Empty seats are straining Long Beach Unified’s already-thin wallet. Now, amid staff cuts and cost-saving measures aimed at shrinking a large deficit, the school district is also trying to boost attendance, hoping to recoup state funds it’s left on the table in recent years.
Before the COVID-19 pandemic, attendance hovered around 95% to 96%, the district said in a recent budget update, and one in eight students was chronically absent. During and immediately after the pandemic, LBUSD attendance plummeted and chronic absenteeism skyrocketed, reflecting a national trend.
Attendance has improved since then, but numbers never rebounded to pre-pandemic levels.
The district is adjusting to a new normal, where a quarter of students were chronically absent the last two years, according to the California Department of Education. As pressure mounts to increase attendance, educators say they’re being pushed not just to teach but to make sure students are attending class. District leaders, meanwhile, are advocating for changes in the state’s school funding formula, arguing the current system disadvantages large urban districts like Long Beach.
Chronically absent students, who miss at least 10% of instructional days, are a major drag on districtwide attendance, which sits at 93.4% this school year. That’s only a couple of percentage points lower than historic averages, but even seemingly small dips in attendance have big implications. With each percentage drop, the district loses $8 million annually in state funding, according to Superintendent Jill Baker.

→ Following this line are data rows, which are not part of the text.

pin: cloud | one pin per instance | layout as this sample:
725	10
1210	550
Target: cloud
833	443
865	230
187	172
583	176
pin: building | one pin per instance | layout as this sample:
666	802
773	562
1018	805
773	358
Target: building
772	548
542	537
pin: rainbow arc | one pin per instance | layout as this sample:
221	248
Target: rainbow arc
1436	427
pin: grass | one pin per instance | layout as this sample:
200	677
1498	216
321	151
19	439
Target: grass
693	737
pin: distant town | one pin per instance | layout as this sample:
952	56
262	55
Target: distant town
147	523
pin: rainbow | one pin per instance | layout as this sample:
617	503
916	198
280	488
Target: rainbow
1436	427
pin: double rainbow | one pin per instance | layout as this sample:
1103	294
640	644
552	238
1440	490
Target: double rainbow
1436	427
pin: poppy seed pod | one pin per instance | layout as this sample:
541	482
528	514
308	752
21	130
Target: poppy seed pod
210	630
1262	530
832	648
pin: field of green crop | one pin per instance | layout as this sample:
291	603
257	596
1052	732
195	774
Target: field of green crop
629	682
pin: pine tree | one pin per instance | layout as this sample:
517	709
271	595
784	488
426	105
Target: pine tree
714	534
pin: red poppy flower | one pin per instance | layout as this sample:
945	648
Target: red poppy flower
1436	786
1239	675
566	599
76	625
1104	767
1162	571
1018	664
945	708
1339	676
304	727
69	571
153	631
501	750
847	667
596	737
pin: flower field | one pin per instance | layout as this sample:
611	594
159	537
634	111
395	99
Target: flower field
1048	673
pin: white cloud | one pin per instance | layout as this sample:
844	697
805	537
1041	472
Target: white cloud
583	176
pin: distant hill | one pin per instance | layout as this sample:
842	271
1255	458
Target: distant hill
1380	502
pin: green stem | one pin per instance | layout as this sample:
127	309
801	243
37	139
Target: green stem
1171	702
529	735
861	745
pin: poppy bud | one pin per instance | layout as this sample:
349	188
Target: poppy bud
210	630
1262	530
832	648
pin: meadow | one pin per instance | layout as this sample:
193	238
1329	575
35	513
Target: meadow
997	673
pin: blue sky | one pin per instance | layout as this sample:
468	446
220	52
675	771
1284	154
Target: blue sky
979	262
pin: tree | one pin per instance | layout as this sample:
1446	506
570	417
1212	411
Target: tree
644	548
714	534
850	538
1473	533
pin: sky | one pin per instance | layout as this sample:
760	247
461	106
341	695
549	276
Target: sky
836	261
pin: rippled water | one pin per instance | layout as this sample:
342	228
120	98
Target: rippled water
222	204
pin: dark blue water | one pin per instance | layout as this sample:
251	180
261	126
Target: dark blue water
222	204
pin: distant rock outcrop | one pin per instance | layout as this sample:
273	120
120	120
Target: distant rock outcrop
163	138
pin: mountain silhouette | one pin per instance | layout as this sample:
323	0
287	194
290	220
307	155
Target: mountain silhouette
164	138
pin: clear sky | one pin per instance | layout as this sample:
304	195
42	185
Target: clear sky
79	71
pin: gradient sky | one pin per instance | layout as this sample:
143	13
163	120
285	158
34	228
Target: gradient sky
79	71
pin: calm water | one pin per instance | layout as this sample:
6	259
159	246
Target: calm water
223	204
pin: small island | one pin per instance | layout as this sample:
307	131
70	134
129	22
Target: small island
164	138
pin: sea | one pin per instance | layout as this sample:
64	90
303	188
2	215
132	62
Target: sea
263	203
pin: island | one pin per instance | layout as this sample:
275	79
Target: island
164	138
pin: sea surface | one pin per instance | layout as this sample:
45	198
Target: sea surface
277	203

Low attendance is compounded by decreasing enrollment (LBUSD has lost more than 16,000 students — and significant state funding — in the last decade). Now, the district is operating at a $70 million deficit and searching the couch cushions for change. Attendance is “the most positive and effective means of addressing the District’s financial situation,” Baker and Yumi Takahashi, the district’s chief business and financial officer, said in a recent memo addressed to members of the board of education.
The new “You Belong!” campaign “centers on the message that students belong in school every day” and includes competitions and rewards to incentivize attendance, as well as an interactive attendance tracker, a spokesperson for the district said. The messaging is intended for students and parents, she said, yet teachers said they’re urged to boost attendance, too.
“We’re hearing it at every staff meeting,” said a special education teacher who requested to remain anonymous for fear of blowback. She regularly sends notes home, emphasizing the importance of kids being present, but “it’s so frustrating” to be “tasked with” boosting attendance, she said, because “I have zero control over whether a kid comes to school on a given day.”
Some schools have begun offering incentives to students with high attendance. But the students winning awards are already present, the special education teacher said, while those who most need support, “the person who’s really, really struggling to get their kid here on time on a regular basis,” won’t even be in the running.
Repeatedly telling students to show up does not seem to be working, she said and floated the idea of an attendance policy “with more teeth.” Yet punitive truancy policies of the past may not be productive, she said: “The old teeth don’t really fit anymore.” Nor are they legal. A new state law, which took effect this month, removes jail time and fines for parents of truant students.
Susan Scott, a first-grade teacher at Fremont Elementary, described what she called a “monumental shift” after the pandemic: “The public’s mind is that it doesn’t matter if you’re at school every day,” she said.
Teachers are under enormous pressure to get kids in school, but that pressure is “in the wrong place,” said Scott. Teachers have little control over whether kids attend, Scott said, yet their pay and resources are affected as a result of tightening budgets. In California, schools receive a cost-of-living adjustment from the state, but the state withholds some money when attendance is below 100%. “The whole funding mechanism needs to be changed,” Scott said.
In December, the Public Policy Institute of California published a report examining potential updates to the state’s school funding formula. The report’s authors found that allocating funds by enrollment rather than attendance would benefit high-need districts.
That same month, superintendents of eight major urban California school districts (including Long Beach Unified) sent a letter to Gov. Gavin Newsom urging him to increase funding to public education. The letter expressed concerns over decreasing enrollment, disruptions from immigration raids, federal funding cuts and economic hardship, which the superintendents said their districts are feeling acutely.
Yet the state’s nonpartisan policy advisor, the Legislative Analyst’s Office, recommended continuing to allocate funds based on attendance.
At the local level, improving attendance could recover state money the district “leaves on the table” due to low numbers, teachers union president Gerry Morrison said. In its recently ratified contract, the union created an attendance committee with the district, whose response to absences has been inadequate, Morrison said. He proposed collaborating with city agencies to encourage students to show up.